For CSS files, we can apply CSS minify technique for all files. CSS minify is the process of removing the unnecessary formatting such as indentation spaces and unnecessary newlines. This is a fairly safe technique to use because removing these things do not affect how this file will be parsed by browsers and hence would behave exactly like before. CSS minify could be achieved at edge servers as this is a service offered by many CDN services. Additionally, when situation permits, we can also shorten variable names to further reduce some bytes.

Yet it is true that not all contents of the CSS files will be needed for every page, as not all the selectors in each CSS file exist in all pages, so there are room for more improvements, but are not as safe as previous. We can generate minimised and reduced copies for a specific category of pages or some immensely popular pages where we know for sure that some elements will not be shown, but if we accidently deleted some that is being used or returned through indirect calls, it will cause problems. We can also do CSS inline to place only relevant parts along with these elements, but when there are multiple conflicting CSS files affecting the same elements, the rendered outcome may differ from before. So, any further optimisation will require through testing before implementation – or things might break.

For JavaScript files, the first things to do is also by reducing unnecessary spaces and newlines that do not affect parsing, but what goes after is tricky. Unlike the declarative CSS, JavaScript is a mix of imperative and declarative syntaxes, and there are a lot of customised symbols in the code like functions and variables, not to mention that one JavaScript file may need to interact with other files they may be unknown to the optimiser. Again, this is an area where we need to choose the optimiser wisely and make tunings to exclude the part of codes where the chosen optimiser breaks things.
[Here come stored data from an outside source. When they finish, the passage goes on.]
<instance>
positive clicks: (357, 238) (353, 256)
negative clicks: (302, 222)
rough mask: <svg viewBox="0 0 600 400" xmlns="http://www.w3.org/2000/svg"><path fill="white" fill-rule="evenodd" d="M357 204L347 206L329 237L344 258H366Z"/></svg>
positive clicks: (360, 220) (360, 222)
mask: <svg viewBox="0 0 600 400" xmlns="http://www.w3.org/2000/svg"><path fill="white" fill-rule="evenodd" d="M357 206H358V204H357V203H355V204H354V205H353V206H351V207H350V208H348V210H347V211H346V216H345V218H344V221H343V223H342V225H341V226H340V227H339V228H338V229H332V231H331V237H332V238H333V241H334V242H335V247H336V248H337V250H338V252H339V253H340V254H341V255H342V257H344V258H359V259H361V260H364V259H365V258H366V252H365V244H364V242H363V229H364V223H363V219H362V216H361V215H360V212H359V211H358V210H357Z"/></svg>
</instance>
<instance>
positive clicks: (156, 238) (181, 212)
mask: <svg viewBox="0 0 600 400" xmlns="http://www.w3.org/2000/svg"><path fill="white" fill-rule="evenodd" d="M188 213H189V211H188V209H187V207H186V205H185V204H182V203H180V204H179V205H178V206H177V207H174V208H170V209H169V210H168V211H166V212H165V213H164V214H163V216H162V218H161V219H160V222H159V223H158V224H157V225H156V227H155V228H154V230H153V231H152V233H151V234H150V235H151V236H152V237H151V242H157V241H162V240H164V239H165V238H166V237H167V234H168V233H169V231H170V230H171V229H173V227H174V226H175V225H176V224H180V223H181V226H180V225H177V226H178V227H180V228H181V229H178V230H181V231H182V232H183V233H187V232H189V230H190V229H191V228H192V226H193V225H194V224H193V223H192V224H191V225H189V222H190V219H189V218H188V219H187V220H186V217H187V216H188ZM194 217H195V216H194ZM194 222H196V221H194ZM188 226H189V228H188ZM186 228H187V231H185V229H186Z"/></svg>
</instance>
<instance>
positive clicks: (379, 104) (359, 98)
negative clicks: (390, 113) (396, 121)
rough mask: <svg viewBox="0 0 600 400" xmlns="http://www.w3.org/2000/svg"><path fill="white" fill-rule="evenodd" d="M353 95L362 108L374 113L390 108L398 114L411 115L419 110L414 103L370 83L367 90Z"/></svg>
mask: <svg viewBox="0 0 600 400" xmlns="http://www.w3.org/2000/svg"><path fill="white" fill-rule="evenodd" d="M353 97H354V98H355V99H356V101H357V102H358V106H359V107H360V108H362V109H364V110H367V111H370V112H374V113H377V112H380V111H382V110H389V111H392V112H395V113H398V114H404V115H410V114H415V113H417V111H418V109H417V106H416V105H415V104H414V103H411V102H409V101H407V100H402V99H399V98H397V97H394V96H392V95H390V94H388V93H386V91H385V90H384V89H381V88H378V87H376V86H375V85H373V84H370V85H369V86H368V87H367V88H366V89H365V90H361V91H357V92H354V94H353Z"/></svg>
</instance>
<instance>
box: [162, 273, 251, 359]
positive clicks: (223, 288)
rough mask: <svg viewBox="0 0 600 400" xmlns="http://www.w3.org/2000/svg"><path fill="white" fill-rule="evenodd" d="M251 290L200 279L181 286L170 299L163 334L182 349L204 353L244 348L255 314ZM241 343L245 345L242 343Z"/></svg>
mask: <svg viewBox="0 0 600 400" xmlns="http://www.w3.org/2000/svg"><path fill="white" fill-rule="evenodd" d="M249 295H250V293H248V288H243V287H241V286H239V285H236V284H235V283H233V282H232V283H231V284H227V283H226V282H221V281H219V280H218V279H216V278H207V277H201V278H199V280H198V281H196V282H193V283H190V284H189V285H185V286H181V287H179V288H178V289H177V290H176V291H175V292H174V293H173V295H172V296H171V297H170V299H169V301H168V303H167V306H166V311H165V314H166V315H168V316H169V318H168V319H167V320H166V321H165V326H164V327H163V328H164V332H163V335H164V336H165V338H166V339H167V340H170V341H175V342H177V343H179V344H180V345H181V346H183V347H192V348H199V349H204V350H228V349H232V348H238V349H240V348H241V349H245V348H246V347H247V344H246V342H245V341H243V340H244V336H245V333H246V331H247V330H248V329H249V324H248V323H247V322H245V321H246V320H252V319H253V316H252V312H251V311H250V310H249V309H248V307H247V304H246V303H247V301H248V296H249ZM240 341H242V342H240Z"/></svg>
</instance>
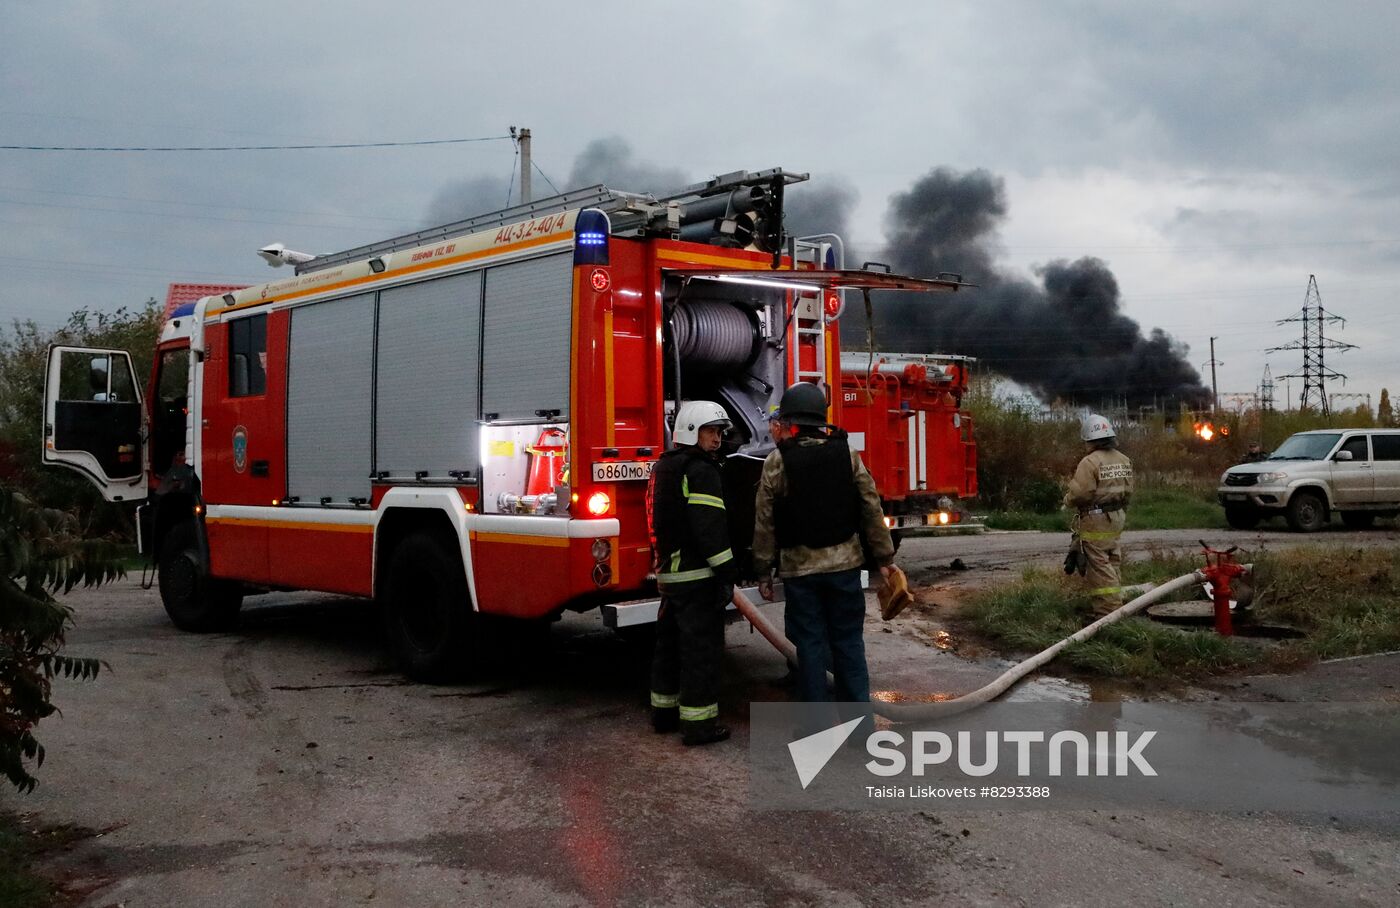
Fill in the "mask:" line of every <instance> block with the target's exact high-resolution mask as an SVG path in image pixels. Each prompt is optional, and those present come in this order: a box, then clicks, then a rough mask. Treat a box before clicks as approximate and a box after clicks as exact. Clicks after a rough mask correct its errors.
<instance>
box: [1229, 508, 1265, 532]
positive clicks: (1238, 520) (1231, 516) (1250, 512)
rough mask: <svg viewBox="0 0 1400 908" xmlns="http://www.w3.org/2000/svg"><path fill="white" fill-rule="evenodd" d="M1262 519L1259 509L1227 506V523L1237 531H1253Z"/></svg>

For audio and video files, we can consider instructing the clients to fetch the document by segments, and place the first part of the frequent files in the memory. It is suggestable to have multiple versions with different bitrate and size prepared, so we can serve the appropriate version to different users. For example, we can serve the best quality possible for those who is connected through high-speed internet, and lower quality to those using cellular network, then the reduced size for those with poor connection. It is advised that these file to be fetched with lower priority than the critical CSS and JS files, as they may take a long time and occupy a substantial proportion of bandwidth to process.

And finally, there are files that can hardly get any optimisation beside using a different edge server, these are files that are binary, compressed, or those have integrity requirements. But like what we have for object cache, we can always place some popular files and an index in the memory for faster access.

Summary and Conclusion

Since we have covered a lot of topics, let us go through all the things we have discussed.

In terms of processing and computation, in tiers:
Object Cache -> Page Cache (Outcome Cache) -> Copies at Edge Servers
In terms of different kinds of resources, in tiers:
Dynamic Cache, Static Resource Cache, and Cache of Optimised Static Resources
We have also discussed what should we do to deal with content updates.

Basically, the multi-tiered structure is built while we are trying to reduce the need of duplicate computation and bring data closer to users at various levels through implementation of cache, aiming to improve performance, availability, reliability, as well as consistency to the greatest extent possible.

Although we have covered a lot of concepts and materials, it is absolutely true that there will be a lot of varying factors affecting the application of caching techniques, and it surely will take a lot of practice to have a fine grip of it.